McCardell has won some favorable news coverage, and when I first e-mailed him last year, I told him his idea sounded persuasive. After all, in almost every other legal and cultural respect, you're an adult at 18. You can vote, adopt children, sign up for Iraq or become a commercial pilot at 18. Treating alcohol differently helps turns it into a holy grail of adulthood. In a 224-page white paper he co-authored, McCardell also argues that raising the minimum age to 21 — as states did after the federal government threatened to withhold highway funds in 1984 — "forced alcohol consumption behind the closed doors of [dorms] and fraternity basements. Always unsupervised, done in secret and too often excessive, this style of drinking has no doubt been responsible for the alarming rise in rates of so-called 'binge' drinking seen at colleges."
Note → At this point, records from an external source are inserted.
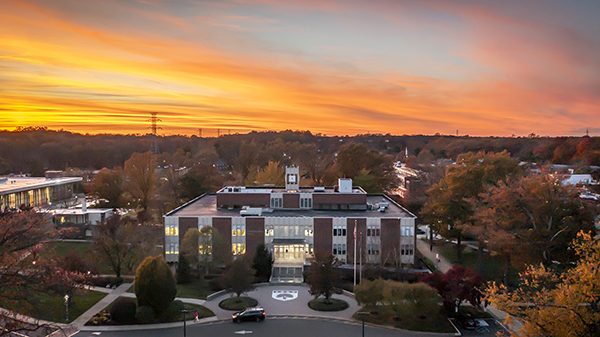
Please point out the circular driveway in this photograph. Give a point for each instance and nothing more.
(285, 300)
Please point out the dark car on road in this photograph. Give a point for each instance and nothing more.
(467, 321)
(250, 314)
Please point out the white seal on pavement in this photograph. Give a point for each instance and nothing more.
(285, 295)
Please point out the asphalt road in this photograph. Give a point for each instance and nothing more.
(273, 326)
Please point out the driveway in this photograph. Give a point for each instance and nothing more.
(292, 301)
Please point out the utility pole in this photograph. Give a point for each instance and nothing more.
(153, 128)
(355, 253)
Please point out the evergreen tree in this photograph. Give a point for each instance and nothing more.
(154, 284)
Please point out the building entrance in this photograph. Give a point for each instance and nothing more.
(289, 251)
(289, 255)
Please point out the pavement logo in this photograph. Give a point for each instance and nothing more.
(285, 295)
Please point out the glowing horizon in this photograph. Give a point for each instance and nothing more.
(332, 67)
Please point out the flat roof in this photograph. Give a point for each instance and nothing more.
(206, 205)
(10, 185)
(278, 189)
(79, 211)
McCardell's argument seems logical, but it falls apart once you look at the statistics on underage drinking. First of all, while binge drinking is a serious problem, the data do not show that it has gotten worse since states raised their drinking age. As researchers John Schulenberg of the University of Michigan and Jennifer Maggs of Penn State point out in a 2002 Journal of Studies on Alcohol paper, "during the past two decades, despite many social, demographic, political and economic changes — and despite dramatic shifts in cigarette and illicit drug use — rates of frequent heavy drinking among those ages 19 to 22 have shifted little." According to the University of Michigan's Monitoring the Future study, the proportion of those 19- to 22-year-olds who reported consuming five or more drinks in a row in the two weeks prior to being surveyed actually fell from 40.7% in 1984 to 38.1% in 2006. And no researchers have documented an increase in the percentage of alcohol-poisoning deaths among college students, although the raw number has probably increased with the growing college population.

There's a more basic problem: If the drinking age is lowered to 18, who is to provide the supervision that McCardell suggests? Surely not bar owners who want to sell them as many drinks as possible. It's unclear why shifting the venue of drinking from frat houses to bars will help solve the problem of hard-core student drinking.

Finally, lowering the drinking age to 18 would stop infantilizing college students, but it would probably kill more of them in traffic accidents. In 2006, 2,121 people ages 16 to 20 died in alcohol-related fatalities on U.S. roads, according to data compiled for me by the National Highway Traffic Safety Administration; in 1984, the figure was 4,612. McCardell has argued that improvements in seat-belt use and car safety partly explain these gains, but traffic fatalities unrelated to alcohol have increased 21% in that age group during the same period (the raw numbers are 2,915 in 1984 and 3,537 in 2006).

Choose Responsibility supporters have also claimed that other countries that haven't raised their drinking ages — including Canada and the United Kingdom — saw their drunk-driving fatalities drop even faster than in the U.S. But that's simply not true. In 1984, 45% of U.S. drivers killed in accidents turned out to have been legally drunk. That percentage was just 32% in 2006. By contrast, the percentage of drivers killed in Great Britain who were drunk actually rose slightly, from 19% in 1989 to 21% in 2005.

McCardell is right that the U.S. has an odd and dysfunctional relationship with alcohol, and his voice is refreshing in a debate dominated by MADD pieties. But lowering the drinking age is going too far.